If Indonesia wants to be ASEAN’s steering state, it must keep reducing the “cost of uncertainty” inside its own economy. Not as a PR campaign. As a lived administrative reality.

That means:

  • streamlining bureaucracy in ways investors and domestic firms actually feel
  • making industrial policy coherent and predictable
  • ensuring infrastructure isn’t just built but operated efficiently
  • resisting the temptation to use policy as a domestic political signal at the expense of long-term credibility

Regional leadership requires domestic discipline. Otherwise, the region will treat Indonesia’s calls for integration as rhetoric rather than roadmap.

ASEAN as a System, Not a Set of Pieces

Indonesia also has to manage the geopolitical dimension carefully. ASEAN’s value as a supply chain platform depends partly on its ability to stay open to multiple partners without being forced into rigid blocs. That doesn’t mean neutrality in everything. It means strategic autonomy through diversification.

The way to keep autonomy is to strengthen ASEAN’s internal cohesion—so external powers engage the region as a system, not as isolated pieces. A more integrated ASEAN reduces the temptation for major powers to negotiate supply chains country-by-country. It raises ASEAN’s bargaining power across the board.

The worst outcome for ASEAN in 2026 is not that it becomes “pro” one side or another. The worst outcome is that it becomes passive—reacting to tariff shifts, industrial policy battles, and supply chain rerouting without shaping any of them.

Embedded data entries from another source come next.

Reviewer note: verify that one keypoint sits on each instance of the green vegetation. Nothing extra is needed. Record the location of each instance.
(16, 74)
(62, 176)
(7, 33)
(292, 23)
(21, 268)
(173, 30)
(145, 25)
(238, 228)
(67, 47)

The Strategic Bargain for Indonesia

The Indonesian move in 2026 is a simple concept, though a difficult task, to return ASEAN to a singular production ecosystem. The move increases Indonesia’s bargaining power, its range of economic possibilities, and the difficulty of marginalizing the region. In a world that is increasingly fragmented, the key to relevance is managing complexity.

ASEAN doesn’t need perfection. It needs intention. And Indonesia is the only member that can realistically supply it—if it decides to stop acting like an anchor and start acting like a rudder.